Nearly 6 months after the $600 million East Palestine train derailment settlement was approved, residents continue to reach out to 21 News, looking for answers as to why they still haven't been paid.

While looking into why, multiple conversations were starting in a Facebook group with many residents talking about the delay. 

“You should be receiving the payment by the end of the year, and this is the only communication I've had,” said Thomas Shipe, former East Palestine resident. 

The settlement is currently in the appeal process. The East Palestine Train derailment website said the following:

“As a result of the appeal process taking place, Direct Household payments and Business payments are on hold until all appeals are resolved. The Settlement appeal process does not impact the Personal Injury payments that are currently being calculated and distributed.”
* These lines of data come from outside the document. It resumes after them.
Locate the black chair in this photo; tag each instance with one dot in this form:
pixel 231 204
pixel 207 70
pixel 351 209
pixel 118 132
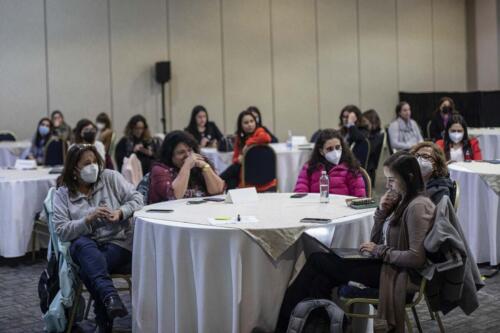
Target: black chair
pixel 259 166
pixel 361 151
pixel 55 152
pixel 7 136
While there are pending appeals, they do not directly affect personal injury payments. Still, attorney Dave Betras said the process did slow payments. 

"With these catastrophic injury type of cases where there are class actions. There’s a lot of moving parts. Part of this case got appealed, which kind of threw some gums in the works," said Betras. “You have to sort of, litigate that issue, sort of work that issue out first. So what they said was alright, we're only appealing the property damage and business component. The personal injury stuff you can start paying out."
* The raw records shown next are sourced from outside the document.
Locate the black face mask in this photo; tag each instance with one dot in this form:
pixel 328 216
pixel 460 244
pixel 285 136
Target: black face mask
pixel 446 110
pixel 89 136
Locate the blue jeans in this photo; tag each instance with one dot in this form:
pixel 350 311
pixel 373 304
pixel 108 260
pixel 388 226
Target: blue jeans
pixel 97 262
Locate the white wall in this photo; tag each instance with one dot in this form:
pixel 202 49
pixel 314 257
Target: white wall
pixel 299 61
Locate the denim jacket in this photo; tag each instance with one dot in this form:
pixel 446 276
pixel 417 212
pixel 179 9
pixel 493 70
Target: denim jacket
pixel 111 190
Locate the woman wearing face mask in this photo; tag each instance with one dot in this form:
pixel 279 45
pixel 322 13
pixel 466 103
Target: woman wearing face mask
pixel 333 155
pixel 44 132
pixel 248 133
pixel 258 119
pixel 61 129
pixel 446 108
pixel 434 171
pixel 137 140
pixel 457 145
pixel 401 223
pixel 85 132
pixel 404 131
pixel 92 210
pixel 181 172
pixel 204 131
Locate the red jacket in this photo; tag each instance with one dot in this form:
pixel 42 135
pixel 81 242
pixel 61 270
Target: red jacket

Betras feels some are confused between a property claim and a personal injury claim.

“I think that's causing some confusion. And people who have a business claim and a personal injury claim, they are getting cross pollination,” said Betras.

Shipe said the uncertainty puts the affected families in a difficult situation.

Grandmothers, mothers, daughters, and I know families like this. They can't just get up and move out. They don't have 401k’s full of money that they can do that with. So they're waiting on this train money to get out of there,” said Shipe.

The payments are being processed and distributed, but Betras did not put a timeline on when residents can expect them.